13 May 2008

Mother's Day 2008

Some images from our wonderful weekend:

We stopped to pick strawberries on the way to my Mom's
"Want some?"
My Dad and Matthew at the RC racetrack my brother built and runs as a business
Matthew being goofy on the track
Uncle Tommy showing Max how it all works
Max really wanted to get the feel of it all firsthand
My new niece is in there; Eva Renee!
Now that's the stance of a pregnant woman! I love it!
Matthew trying to feel a kick from his cousin

01 May 2008

May Day



Today is the day I had my 2 miscarriages; each one year apart. May 1, 2003 and May 1, 2004. It's 'May Day' for real at my house. So this year I'm experiencing many different emotions. Something I never expected to feel is relief. Wow. Relief that I had miscarriages? Could I be feeling that? I just can't imagine going through 9 months, delivering, holding, loving, kissing, touching, saying goodbye. Grief is grief, indeed...but some kinds are preferable. That is a lesson I've just learned. I've experienced the depression and loneliness and never seeing the light at the end of the tunnel. But I don't have faces to remember. I don't have smells to recall. I also feel guilt over my grief. I have friends who have experienced a grief far greater than mine. I feel guilt for my relief. Matthew still occasionally asks about the 'baby that died in Mommy's belly'. He doesn't know about the 2nd one. We were smarter and didn't even tell him I was pregnant that time. Max is such a blessing, God's angel come to be my baby. I will never take my kids for granted. God help me to remember this when Max has spilled his drink all over the floor, or when he's broken something for the 12th time in a day, or when Matthew will not listen to me.

Slippin' and a Slidin'

We have had a couple of spring preview days lately and here are some highlights:




A visitor from a far away land


Mike's sister, Linda and her boyfriend Bryan came to visit us a couple of weekends ago.
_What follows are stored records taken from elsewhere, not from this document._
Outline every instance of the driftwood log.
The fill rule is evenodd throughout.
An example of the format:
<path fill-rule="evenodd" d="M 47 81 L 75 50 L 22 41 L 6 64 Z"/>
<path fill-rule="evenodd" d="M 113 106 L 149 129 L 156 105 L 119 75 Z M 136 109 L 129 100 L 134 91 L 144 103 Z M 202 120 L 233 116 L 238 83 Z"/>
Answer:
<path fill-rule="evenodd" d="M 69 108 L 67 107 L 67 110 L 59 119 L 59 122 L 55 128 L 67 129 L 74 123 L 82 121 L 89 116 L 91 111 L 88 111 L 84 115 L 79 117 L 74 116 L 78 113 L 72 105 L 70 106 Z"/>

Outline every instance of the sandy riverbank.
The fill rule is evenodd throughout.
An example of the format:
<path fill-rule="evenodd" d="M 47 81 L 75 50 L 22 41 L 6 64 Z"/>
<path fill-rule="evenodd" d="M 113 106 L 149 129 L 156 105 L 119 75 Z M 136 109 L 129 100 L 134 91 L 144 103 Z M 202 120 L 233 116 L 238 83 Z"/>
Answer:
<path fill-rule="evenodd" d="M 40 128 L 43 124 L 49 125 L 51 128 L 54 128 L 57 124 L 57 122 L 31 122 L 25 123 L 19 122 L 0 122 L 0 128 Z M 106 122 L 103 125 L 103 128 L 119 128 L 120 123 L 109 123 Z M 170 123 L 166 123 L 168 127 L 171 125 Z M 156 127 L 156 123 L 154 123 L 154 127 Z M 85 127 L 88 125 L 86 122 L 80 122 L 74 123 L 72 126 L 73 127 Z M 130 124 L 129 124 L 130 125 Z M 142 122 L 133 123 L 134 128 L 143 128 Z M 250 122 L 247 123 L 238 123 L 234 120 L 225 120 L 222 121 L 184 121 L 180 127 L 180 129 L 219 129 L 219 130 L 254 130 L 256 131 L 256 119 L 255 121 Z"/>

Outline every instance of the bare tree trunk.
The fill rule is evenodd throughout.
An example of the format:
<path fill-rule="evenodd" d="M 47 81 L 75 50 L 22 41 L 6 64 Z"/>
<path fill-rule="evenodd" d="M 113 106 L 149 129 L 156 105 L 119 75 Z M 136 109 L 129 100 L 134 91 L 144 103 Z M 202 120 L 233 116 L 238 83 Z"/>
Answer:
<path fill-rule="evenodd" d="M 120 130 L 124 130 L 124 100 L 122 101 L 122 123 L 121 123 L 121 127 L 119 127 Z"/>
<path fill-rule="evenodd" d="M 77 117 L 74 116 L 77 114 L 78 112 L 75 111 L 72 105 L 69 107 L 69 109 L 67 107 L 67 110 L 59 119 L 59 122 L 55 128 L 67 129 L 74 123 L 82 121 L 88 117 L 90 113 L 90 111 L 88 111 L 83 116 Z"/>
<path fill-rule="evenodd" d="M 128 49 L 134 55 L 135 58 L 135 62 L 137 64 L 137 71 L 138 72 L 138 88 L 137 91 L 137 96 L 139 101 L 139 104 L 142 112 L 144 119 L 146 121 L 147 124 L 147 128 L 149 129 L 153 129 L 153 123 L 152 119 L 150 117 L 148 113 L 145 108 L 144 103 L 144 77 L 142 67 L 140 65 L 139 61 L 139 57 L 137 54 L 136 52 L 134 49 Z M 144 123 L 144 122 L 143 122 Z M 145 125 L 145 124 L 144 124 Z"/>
It was a quick visit, but a glorious one. We didn't want to see them leave! We sure would love to plan a trip to see them, they live in Minneapolis-one of our favorite cities ever. We've only ever seen Minneapolis covered in a February snow, but it was gorgeous. I can't wait to see it all green! There was talk of getting all the siblings together for a beach trip next year...hmmm...you don't have to ask me twice. Mike has 3 sisters and one brother, who passed away due to cancer 2 Februarys ago. Many of you do not know that, so consider yourself schooled, lol.